What makes me happy? Great art. When I watch a tight, sparkling movie or see a particularly breathtaking painting, I want to talk about it with everyone.


So I'm going to.


Hello, and welcome to the first addition of The Art Attic, where I brave the cobwebs to show you what art is rolling around in my head rent free. 


What drives your interest in a movie? The trailer? The stars? The memes? Usually, all I need to know is the premise and the cast. The Menu is set on an isolated island, and I adore an isolation premise. It stars Ralph Fiennes, Nicholas Hoult and Anya Taylor-Joy, three actors who have never let me down. Sold. Say less. 


The Menu (IMDB)

The movie opens with a couple, Tyler and Margot (Hoult and Taylor-Joy), on a dock waiting for a boat that is going to take them to a very exclusive, very expensive restaurant on an island. Tyler has a child-like excitement about edgy cuisine, the kind that serves froth and freshly harvested sea-things an inlander like me could not name. Margot is along for the ride. Other people -- a gaggle of finance bros, a food critic and magazine editor, an older couple (Judith Light!) that Margot tries to hide from, a waning movie star (John Leguizamo!) and his assistant -- arrive and they all pile into the boat, chatting and laughing about what the night might hold. 

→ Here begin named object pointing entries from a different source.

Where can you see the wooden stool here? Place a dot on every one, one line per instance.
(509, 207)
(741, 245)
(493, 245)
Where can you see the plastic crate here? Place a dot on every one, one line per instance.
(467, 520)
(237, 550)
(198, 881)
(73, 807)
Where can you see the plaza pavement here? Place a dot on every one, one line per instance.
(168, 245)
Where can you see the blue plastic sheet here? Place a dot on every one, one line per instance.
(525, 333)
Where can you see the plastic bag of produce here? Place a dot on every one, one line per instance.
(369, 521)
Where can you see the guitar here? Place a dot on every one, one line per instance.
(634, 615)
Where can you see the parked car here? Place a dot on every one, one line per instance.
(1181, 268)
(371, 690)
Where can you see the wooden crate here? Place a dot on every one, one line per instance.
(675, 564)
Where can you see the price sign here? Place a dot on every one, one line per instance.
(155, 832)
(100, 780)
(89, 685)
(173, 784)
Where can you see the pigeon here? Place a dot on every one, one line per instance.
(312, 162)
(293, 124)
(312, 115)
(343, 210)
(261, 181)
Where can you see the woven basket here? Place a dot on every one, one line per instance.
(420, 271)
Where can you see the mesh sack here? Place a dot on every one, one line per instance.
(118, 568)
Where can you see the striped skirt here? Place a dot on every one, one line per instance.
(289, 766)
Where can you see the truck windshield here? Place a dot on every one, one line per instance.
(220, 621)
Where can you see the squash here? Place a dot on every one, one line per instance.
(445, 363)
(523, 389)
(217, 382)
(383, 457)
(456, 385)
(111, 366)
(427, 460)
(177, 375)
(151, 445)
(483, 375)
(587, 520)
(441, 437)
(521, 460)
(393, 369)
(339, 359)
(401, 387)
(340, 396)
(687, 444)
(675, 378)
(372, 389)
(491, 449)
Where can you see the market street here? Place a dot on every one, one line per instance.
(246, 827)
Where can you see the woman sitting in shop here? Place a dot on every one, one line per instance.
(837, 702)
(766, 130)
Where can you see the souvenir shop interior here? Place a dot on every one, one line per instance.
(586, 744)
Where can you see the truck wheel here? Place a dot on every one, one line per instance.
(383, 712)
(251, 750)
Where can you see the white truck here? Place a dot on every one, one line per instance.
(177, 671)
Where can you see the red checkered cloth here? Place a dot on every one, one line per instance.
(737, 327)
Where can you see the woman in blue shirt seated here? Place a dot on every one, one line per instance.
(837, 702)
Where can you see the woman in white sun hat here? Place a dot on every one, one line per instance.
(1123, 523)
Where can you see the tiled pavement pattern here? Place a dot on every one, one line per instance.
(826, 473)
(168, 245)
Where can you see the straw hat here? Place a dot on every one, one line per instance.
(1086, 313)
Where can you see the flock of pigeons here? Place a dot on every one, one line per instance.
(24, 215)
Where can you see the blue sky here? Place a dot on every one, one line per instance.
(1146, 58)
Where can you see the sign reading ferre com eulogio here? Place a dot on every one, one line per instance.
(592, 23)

From this point on, there will be mild spoilers because I cannot talk about how much I enjoyed this movie without telling you about the movie.


Readers, nothing good happens in an isolation premise. If everyone is stranded, at least one person is going to die, possibly all of them. This can be done brilliantly -- Cabin in the Woods, And Then There Were None -- or terribly -- Ten Dead Comedians and They All Fall Down were two of my recent reads that dared to ask “But what if And Then There Were None was bad?” Now why would I waste my time reading a book if I already know what the plot is? Because I want to know why. Why is The Host (it’s always The Host) trying to kill all of these people? What are their sins? How is The Host going to pull it off?  Does it make sense?

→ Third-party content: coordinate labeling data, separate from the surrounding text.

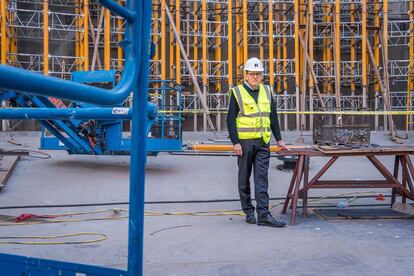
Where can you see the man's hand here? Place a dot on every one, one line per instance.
(282, 145)
(237, 149)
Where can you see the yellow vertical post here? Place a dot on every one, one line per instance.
(120, 37)
(297, 62)
(217, 51)
(245, 35)
(271, 53)
(171, 44)
(377, 59)
(353, 50)
(364, 53)
(285, 52)
(325, 47)
(107, 40)
(177, 48)
(86, 34)
(195, 52)
(238, 41)
(410, 82)
(329, 49)
(4, 46)
(278, 49)
(204, 50)
(230, 41)
(285, 65)
(337, 53)
(163, 42)
(45, 37)
(376, 45)
(261, 27)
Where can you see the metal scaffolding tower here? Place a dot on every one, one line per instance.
(317, 54)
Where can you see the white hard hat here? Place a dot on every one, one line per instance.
(253, 65)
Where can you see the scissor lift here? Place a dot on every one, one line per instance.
(137, 14)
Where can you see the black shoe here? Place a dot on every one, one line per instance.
(250, 218)
(268, 220)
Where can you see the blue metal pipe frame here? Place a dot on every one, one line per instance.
(134, 79)
(97, 113)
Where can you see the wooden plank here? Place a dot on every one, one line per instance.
(373, 150)
(7, 164)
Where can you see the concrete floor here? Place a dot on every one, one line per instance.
(200, 245)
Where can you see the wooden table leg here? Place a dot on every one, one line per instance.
(296, 190)
(410, 174)
(292, 184)
(396, 169)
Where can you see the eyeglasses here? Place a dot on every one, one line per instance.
(255, 74)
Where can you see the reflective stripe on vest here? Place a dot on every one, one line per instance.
(253, 120)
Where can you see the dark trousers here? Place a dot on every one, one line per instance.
(256, 155)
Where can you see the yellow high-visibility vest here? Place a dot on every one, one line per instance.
(253, 120)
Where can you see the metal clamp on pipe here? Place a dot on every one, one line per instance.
(119, 10)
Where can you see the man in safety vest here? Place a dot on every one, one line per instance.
(251, 120)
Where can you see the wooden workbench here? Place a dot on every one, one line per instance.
(402, 186)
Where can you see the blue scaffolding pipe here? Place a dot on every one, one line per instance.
(22, 80)
(96, 113)
(135, 80)
(119, 10)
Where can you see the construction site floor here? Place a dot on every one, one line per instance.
(191, 244)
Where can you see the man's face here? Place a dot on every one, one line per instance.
(254, 78)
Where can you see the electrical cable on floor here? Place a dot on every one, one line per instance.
(116, 213)
(15, 239)
(37, 153)
(160, 202)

Our host is Chef Slowick (Ralph Fiennes), a critically lauded culinary genius on the cutting edge of farm-to-table and foraged cuisine. His meals are stories, and each member of his cult kitchen is ready with sharpened knives to tell the tale.


As the night wears on, each dish growing more sinister, the sins of the guests are slowly brought into the light. Except for Margot. Because Margot wasn’t supposed to be there. Chef Slowick cannot decide if she should die with those who consume or those who serve. He tells her privately that while he has no idea who she is, he knows an hourly wage slave when he sees one. 


And that’s why The Menu succeeds where other isolation tales fail. Ultimately, it doesn’t matter if the audience agrees that the sins of the diners are worthy of death (they aren’t), because The Host is insane. The Host is always insane. The guests are always sinners ranging in light to horrific. The why in The Menu isn’t about them; it's about the very nature of art. 


To be a creative is to give of yourself. In many ways, creatives are servers, because what is life without art and music and food and fashion and the myriad other passions that drive us? To be a creative is to lay yourself bare and vulnerable.


And then there are consumers. Clearly, we want people to appreciate our output, but there is a certain type of consumer who demands content  with no thought into what you have given, no care for the skill, the materials, the burnout. And when you have spent yourself giving and giving, they complain that you maybe weren't that talented to begin with and they move on to the next creative to consume.


So watch The Menu, think about those creative people who improve life, give the servers a break, and be happy Chappell Roan isn't making s’mores.